Artikel 15 Verkeer - Railverkeer
15.1 Bestemmingsomschrijving
De voor Verkeer - Railverkeer aangewezen gronden zijn bestemd voor:
-
a. de aanleg en exploitatie van (kruisende) raillijn(en) met bijbehorende spoorbanen, wissels en overige constructies;
-
b. dijklichamen, duikers, viaducten en tunnels;
-
c. spoorsloten, hekken en overige veiligheidsvoorzieningen;
-
d. haltevoorzieningen, daaronder begrepen voorzieningen ten behoeve van de bereikbaarheid van die haltevoorzieningen;
-
e. kruisende wegen, paden, waterlopen en groene bermen;
-
f. rijstroken voor het gemotoriseerd verkeer, waarvan het aantal rijstroken, met uitzondering van in- en uitvoegstroken en opstelstroken, niet meer mag bedragen dan 2 rijstroken;
-
g. voorzieningen ter voorkoming of beperking van watervervuiling;
-
h. geluidoverdrachtbeperkende voorzieningen;
-
i.
nutsvoorzieningen;
-
j. parkeervoorzieningen;
-
k. groenvoorzieningen en water,
-
l. langzaam verkeersroutes;
-
m.
extensieve recreatie;
-
n. water;
-
o. objecten van beeldende kunst;
-
p. kunstwerken, zoals dijklichamen, duikers en viaducten;
met de daarbijbehorende bouwwerken, werken en open terreinen.
15.2 Bouwregels
Op deze gronden mogen uitsluitend gebouwen en bouwwerken, geen gebouwen zijnde, worden gebouwd ten dienste van de in lid 15.1 genoemde raildoeleinden en bijbehorende haltevoorziening, met inachtneming van de onderstaande regels:
-
a.

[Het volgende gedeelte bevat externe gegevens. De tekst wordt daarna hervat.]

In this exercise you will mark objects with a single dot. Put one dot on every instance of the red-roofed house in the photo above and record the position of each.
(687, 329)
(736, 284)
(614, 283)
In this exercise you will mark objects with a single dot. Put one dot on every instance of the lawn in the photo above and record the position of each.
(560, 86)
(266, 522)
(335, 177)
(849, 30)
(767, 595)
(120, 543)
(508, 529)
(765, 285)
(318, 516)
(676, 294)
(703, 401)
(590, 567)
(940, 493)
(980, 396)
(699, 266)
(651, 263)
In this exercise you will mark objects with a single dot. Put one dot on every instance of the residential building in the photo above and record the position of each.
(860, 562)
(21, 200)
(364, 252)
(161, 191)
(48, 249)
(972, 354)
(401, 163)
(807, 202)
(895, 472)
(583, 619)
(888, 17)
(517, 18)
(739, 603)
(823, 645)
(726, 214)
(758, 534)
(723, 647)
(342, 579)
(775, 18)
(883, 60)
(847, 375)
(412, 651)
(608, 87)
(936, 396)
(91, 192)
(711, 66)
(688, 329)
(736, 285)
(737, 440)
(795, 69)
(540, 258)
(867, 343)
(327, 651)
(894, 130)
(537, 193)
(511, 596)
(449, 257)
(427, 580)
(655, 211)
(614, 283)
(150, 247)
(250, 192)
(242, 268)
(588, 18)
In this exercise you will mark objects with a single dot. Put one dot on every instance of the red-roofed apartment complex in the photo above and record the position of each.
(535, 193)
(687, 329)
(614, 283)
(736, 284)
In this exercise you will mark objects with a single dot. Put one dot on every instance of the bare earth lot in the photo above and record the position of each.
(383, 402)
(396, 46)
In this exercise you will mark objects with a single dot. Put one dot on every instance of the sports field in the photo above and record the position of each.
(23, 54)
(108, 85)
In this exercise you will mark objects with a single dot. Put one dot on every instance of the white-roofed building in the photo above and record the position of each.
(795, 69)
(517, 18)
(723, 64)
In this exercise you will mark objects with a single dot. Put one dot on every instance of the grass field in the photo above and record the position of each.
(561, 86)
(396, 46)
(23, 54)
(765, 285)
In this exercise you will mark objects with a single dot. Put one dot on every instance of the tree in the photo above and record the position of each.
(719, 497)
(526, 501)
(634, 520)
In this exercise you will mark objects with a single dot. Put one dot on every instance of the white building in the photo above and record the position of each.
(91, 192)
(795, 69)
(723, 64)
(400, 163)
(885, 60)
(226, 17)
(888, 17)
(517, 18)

De hoogte van gebouwen mag niet meer bedragen dan 5 m, gemeten vanaf de bovenkant van het spoor. Bij de aanwezigheid van twee kruisende raillijnen geldt het hoogste spoor bij de berekening van de maximale hoogte.
-
b. De hoogte van een viaduct mag niet meer bedragen dan 9 m, danwel de bestaande hoogtem ten tijde van de inwerkingtreding van dit bestemmingsplan.
-
c. De hoogte van bouwwerken, geen gebouwen zijnde, mag - anders dan voor de geleiding, beveiliging en regeling van het railverkeer - en lichtmasten niet meer bedragen dan 3 m, gemeten vanaf de bovenkant van het spoor.
15.3 Specifieke gebruiksregels
Tot een gebruik, strijdig met deze bestemming, wordt in ieder geval gerekend:
-
a. het gebruik van gronden en/of bouwwerken voor de opslag van caravans, boten en overige zaken anders dan ten behoeve van de bestemming;
-
b. het gebruik van gronden als stort en/of opslagplaats van grond en/of afval, anders dan als stort- of opslagplaats voor normaal gebruik;
-
c. het gebruik van gronden en/of bouwwerken voor detailhandel;
-
d. het gebruik van gronden en/of bouwwerken voor horeca;
-
e. het gebruik van gronden en/of bouwwerken voor de opslag van (consumenten)vuurwerk;
-
f. het gebruik van gronden en/of bouwwerken ten behoeve van een seksinrichting of prostitutie.